The bill - brought forward in June - proposes that in Scotland, it would be up to the patient to take the final lethal drug, and no other person would be allowed to administer it. The patient would also have to be an adult who lives in Scotland only.
Anyone who wished to have an assisted death must have a terminal, incurable illness, and must be deemed near the end of life. Although there is no recommendation yet on how long someone might naturally have left to live.
Ally Thompson, of Dignity in Dying Scotland, said the current blanket ban was "unfair and unjust", causing many dying people and their families to "suffer needlessly".
"There is a better way and that is to legalise assisted dying for terminally ill, mentally competent adults," she said.

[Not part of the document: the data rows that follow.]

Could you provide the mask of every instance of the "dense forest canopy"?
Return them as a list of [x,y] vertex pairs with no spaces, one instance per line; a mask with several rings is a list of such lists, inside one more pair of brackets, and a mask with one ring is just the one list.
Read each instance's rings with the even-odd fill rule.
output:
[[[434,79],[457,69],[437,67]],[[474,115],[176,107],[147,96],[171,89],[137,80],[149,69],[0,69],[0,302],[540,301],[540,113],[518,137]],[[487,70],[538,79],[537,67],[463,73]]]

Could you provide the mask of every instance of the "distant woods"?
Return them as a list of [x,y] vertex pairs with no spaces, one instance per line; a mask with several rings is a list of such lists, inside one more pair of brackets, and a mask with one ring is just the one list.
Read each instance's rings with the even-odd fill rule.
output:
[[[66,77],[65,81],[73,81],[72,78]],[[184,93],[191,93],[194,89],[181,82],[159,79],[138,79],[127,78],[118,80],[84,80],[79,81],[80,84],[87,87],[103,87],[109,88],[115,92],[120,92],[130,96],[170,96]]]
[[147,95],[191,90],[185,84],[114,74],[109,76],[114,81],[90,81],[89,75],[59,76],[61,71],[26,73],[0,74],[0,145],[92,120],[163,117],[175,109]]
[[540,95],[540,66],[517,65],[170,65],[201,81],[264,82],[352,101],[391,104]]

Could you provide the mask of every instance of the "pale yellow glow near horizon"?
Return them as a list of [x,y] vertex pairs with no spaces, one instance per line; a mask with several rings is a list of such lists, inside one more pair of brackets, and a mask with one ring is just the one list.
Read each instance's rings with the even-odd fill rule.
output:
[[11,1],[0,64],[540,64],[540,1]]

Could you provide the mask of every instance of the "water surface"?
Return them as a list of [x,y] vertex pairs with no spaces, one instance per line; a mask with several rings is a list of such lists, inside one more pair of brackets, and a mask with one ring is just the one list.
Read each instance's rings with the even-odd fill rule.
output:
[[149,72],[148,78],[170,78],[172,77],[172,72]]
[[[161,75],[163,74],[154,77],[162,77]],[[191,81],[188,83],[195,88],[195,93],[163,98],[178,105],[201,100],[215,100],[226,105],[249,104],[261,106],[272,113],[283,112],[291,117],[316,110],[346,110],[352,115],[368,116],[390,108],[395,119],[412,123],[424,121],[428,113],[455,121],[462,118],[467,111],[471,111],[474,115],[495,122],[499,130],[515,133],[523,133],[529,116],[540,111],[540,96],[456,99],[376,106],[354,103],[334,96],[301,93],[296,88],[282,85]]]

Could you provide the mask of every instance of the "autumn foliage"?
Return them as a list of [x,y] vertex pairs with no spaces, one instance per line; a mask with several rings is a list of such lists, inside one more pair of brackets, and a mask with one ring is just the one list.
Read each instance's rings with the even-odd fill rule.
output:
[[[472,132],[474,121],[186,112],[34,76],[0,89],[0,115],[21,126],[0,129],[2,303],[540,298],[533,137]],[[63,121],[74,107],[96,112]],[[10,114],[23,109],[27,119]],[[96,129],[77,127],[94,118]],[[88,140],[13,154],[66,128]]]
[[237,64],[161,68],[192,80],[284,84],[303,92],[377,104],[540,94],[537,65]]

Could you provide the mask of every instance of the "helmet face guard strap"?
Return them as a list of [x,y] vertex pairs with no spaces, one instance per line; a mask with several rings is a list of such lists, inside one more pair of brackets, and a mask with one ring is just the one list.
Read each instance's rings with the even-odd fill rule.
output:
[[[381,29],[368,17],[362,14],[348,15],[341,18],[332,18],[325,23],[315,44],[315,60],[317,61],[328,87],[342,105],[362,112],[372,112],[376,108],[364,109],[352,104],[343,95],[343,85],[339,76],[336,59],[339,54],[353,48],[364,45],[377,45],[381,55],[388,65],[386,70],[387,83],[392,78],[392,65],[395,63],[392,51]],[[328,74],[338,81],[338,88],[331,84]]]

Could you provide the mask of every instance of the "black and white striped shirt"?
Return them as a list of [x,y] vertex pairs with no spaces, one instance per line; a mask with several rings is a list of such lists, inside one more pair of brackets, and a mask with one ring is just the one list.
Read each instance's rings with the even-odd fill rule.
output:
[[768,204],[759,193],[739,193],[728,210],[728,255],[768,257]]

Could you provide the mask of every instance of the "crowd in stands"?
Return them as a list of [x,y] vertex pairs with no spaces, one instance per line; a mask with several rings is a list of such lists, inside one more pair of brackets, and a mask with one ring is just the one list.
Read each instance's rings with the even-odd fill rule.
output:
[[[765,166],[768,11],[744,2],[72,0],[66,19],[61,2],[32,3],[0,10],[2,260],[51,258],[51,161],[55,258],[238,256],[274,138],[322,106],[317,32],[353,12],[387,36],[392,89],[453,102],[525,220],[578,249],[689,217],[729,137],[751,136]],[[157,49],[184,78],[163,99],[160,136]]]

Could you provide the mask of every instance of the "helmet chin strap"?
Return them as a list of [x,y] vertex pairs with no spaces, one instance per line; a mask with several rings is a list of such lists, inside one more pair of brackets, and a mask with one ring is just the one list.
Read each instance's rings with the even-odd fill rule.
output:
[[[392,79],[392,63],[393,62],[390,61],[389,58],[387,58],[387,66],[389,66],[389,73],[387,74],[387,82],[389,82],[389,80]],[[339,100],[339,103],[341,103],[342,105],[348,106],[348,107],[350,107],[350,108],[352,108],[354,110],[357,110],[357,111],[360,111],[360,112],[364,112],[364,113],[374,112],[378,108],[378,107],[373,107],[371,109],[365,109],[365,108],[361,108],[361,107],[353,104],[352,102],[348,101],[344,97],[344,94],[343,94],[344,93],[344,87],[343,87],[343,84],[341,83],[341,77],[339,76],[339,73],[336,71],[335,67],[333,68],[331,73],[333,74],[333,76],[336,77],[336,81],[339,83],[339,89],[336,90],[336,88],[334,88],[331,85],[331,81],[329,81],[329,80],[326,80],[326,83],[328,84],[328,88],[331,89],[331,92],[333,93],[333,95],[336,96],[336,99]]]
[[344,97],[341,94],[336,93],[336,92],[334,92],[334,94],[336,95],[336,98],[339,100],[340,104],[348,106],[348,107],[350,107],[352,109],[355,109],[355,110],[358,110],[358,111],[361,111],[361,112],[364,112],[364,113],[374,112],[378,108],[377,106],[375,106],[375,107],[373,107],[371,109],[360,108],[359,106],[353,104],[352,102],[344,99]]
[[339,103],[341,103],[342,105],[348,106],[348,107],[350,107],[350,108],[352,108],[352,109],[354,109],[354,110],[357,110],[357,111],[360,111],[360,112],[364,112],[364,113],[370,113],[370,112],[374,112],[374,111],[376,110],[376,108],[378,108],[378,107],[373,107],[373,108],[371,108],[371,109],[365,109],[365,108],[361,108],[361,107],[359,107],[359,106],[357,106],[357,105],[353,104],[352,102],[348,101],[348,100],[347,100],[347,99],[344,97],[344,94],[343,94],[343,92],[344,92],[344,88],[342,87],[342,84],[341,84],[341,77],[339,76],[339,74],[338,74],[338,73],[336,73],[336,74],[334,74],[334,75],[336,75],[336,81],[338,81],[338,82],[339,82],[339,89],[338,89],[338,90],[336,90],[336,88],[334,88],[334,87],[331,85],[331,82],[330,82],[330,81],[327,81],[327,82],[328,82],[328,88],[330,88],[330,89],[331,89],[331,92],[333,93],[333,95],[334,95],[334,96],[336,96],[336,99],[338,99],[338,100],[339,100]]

Ms Thomson said even if there was an excellent palliative care provision, some people would "still face a potentially very bad death".
But Gordon MacDonald, of Care Not Killing, said the "vast bulk of countries" did not allow people to end their own lives.
He said in jurisdictions where the law has changed, there were "trends developing" for more and more people being eligible to end their own lives.
Mr MacDonald continued: "Vulnerable people, people who might feel themselves come under pressure maybe from themselves or maybe internal pressure rather than from a relative or it could be from a relative or health professionals."
He said people may feel themselves being a burden and therefore might opt for ending their life "for the wrong reasons".